Self-care is a concept that has been mutilated by its portrayal on social media. We’re bombarded with images of how your abs and glutes should look, how positive you should feel, how grateful you should be. It’s almost impossible to live up to and the fundamentals of self-care have been lost in the process. It’s the anthesis of what self-care actually involves and, in this article, I hope to direct you to the areas you actually need to manifest for a purposeful and fulfilling life. Now healthy eating, adequate sleep and play/movement clearly have a massive role to play, however they do not demand a certain type of physique nor are they the be all and end all. Do things that create a sense of meaning, purpose, wellbeing and fulfilment. If your self-care is solely for social media, then the likelihood is, it’s more damaging than beneficial. Studies show that negative self-comparison is detrimental to our overall sense of self-acceptance and leaves us questioning the validity and worth of what we have.
Consider the following essential pillars of self-care when you examine areas you can promote wellbeing
Purpose is a fundamental and defining aspect of a fulfilling life. It brings a person closer to a flow state (intense absorption) and distracts us from our problems. It enables hope and potential self-actualisation.

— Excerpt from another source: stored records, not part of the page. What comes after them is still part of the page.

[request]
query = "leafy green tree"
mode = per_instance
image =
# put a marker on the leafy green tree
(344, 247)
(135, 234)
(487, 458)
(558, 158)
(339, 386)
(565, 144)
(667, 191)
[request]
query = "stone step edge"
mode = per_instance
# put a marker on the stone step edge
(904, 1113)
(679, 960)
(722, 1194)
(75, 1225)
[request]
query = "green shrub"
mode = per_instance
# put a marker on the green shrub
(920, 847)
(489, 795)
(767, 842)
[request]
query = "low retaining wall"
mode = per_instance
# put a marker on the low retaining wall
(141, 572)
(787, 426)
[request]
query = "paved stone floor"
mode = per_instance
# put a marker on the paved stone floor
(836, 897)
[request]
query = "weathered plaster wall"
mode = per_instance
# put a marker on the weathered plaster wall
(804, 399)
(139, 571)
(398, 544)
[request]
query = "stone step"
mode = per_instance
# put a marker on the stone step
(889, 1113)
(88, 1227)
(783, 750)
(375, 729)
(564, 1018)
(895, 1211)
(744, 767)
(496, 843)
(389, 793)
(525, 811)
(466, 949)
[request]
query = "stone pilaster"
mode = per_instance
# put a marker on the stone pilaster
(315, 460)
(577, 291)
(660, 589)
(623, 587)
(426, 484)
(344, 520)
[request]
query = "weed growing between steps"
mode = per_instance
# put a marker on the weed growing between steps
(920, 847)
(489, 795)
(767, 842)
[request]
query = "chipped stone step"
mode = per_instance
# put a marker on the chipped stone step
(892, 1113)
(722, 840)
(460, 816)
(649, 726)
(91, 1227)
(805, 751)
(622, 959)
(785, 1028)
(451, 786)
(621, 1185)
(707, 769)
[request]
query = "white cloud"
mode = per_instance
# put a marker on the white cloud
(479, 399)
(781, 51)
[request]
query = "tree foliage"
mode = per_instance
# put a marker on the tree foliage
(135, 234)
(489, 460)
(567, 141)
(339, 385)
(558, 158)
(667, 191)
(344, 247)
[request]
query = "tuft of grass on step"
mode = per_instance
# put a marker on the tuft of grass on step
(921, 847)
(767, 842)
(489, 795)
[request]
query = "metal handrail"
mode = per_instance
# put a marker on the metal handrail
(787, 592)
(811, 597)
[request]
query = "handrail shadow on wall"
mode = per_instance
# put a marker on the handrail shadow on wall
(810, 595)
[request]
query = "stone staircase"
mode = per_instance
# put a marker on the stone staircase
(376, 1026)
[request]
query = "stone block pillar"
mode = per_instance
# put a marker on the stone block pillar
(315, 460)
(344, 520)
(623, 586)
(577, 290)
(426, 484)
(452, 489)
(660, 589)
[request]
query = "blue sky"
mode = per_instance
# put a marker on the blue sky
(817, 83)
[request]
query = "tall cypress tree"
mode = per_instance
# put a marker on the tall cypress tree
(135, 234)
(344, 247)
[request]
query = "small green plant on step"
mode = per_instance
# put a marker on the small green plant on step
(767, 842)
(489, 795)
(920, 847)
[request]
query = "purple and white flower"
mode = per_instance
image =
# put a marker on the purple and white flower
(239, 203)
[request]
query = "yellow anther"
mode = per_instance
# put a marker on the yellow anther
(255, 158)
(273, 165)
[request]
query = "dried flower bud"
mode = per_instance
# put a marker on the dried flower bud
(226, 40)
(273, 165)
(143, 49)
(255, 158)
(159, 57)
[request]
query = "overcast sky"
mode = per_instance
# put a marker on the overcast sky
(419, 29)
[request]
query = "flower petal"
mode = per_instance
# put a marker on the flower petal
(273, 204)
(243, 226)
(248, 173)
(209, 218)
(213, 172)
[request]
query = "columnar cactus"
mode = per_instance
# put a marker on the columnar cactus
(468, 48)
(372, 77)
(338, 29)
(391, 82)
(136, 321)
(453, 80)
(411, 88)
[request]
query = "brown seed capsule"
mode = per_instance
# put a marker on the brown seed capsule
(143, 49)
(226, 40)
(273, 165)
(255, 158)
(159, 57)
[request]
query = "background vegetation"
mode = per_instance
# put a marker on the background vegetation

Life-long learning increases brain activity, assists us in times of change, contributes to a meaningful and fulfilling life and creates connections with like minded people. It also keeps us curious and prevents fixed thinking patterns
Discomfort and adversity offer opportunities for growth. When we move from our comfort zone, we challenge our thinking, our emotions and our behaviours to improve, to adapt and to become more resilient.
Reflection is the ability to look back in a pro-active manner, to analyse areas you could have responded better and to incorporate changes based on hindsight.
Boundaries are a concept so many of us fear putting in place for fear of being disliked, however the only people who resent boundaries are those who benefited from you having none. Letting people know your perspective, your limitations and expectations is healthy; they may not agree however they will be fully aware of potential consequences. It absolves the possibility of repressed negative feelings festering and having devastating effects on our relationships.
Community and connection are an integral aspect of wellbeing. I refer to non-technology based, as the benefits are reaped only from face-to-face connection. Allowing yourself to be vulnerable and open creates a space for others and rich meaningful relationships can be created
Remember, you are a human being, not a human being looked at!